The faculty senate meets on the first Monday of the month. That means they will have about eight or nine opportunities to discuss the retrenchment before it actually happens. Similarly, they mapped out the four "meet and confer" dates between now and when the administration needs to announce program changes, to respond to the Deans' proposal for restructuring. While I assume people will be working on those issues in preparation for these meetings, I still wonder whether they will get done whatever it is they want to do, in the time they've allotted?
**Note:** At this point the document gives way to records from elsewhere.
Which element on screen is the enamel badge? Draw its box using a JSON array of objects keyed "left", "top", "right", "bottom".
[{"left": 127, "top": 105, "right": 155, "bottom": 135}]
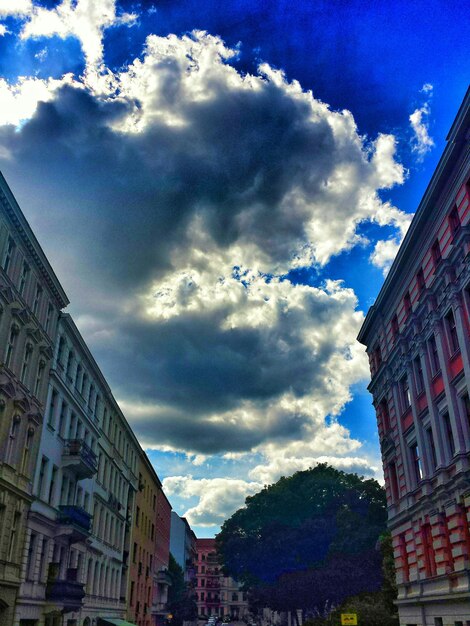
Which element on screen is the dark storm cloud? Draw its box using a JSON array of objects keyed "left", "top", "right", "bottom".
[{"left": 0, "top": 34, "right": 402, "bottom": 453}]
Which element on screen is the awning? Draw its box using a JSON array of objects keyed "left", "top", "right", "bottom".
[{"left": 98, "top": 617, "right": 136, "bottom": 626}]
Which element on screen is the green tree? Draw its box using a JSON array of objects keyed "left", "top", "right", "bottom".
[
  {"left": 168, "top": 554, "right": 197, "bottom": 626},
  {"left": 217, "top": 464, "right": 387, "bottom": 615}
]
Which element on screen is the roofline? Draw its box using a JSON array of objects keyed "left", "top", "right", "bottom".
[
  {"left": 0, "top": 171, "right": 69, "bottom": 309},
  {"left": 59, "top": 312, "right": 168, "bottom": 494},
  {"left": 357, "top": 87, "right": 470, "bottom": 345}
]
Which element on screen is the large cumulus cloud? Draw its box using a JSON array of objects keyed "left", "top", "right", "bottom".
[{"left": 0, "top": 32, "right": 408, "bottom": 523}]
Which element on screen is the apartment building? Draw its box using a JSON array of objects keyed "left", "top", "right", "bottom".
[
  {"left": 0, "top": 168, "right": 171, "bottom": 626},
  {"left": 127, "top": 451, "right": 171, "bottom": 626},
  {"left": 170, "top": 511, "right": 197, "bottom": 584},
  {"left": 152, "top": 485, "right": 171, "bottom": 626},
  {"left": 0, "top": 174, "right": 68, "bottom": 625},
  {"left": 15, "top": 314, "right": 139, "bottom": 626},
  {"left": 359, "top": 90, "right": 470, "bottom": 626},
  {"left": 196, "top": 539, "right": 249, "bottom": 621}
]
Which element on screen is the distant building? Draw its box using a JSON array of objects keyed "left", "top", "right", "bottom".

I suspect they don't feel quite the urgency I do. And I wonder whether part of the difference in the ways I imagine our perception of time differs, has to do with being active or reactive? I feel like the clock is ticking, because I think I need to do something. Yes, I'm reacting to what has happened to me. But the way I've chosen to react is to do something different, and I'm trying to figure out what that something should be and begin doing it. I think the folks who used to be my peers are thinking more in terms of only reacting. Saying something, rather than doing something. Although they may take the statement they'll be planning seriously, I don't think planning to say something is as empowering as planning to do something.
Or maybe I'm just impatient. In the past, I've often rolled my eyes at the ways bureaucracies grind along like glaciers or turn like aircraft carriers. I've been frustrated by slow, incremental changes that groups I've been in have celebrated, when I thought they should be focusing on problems they agreed to table in order to get the increment. When I attend the senate meeting I'll try to listen with an open mind, but I really hope I see some movement toward action.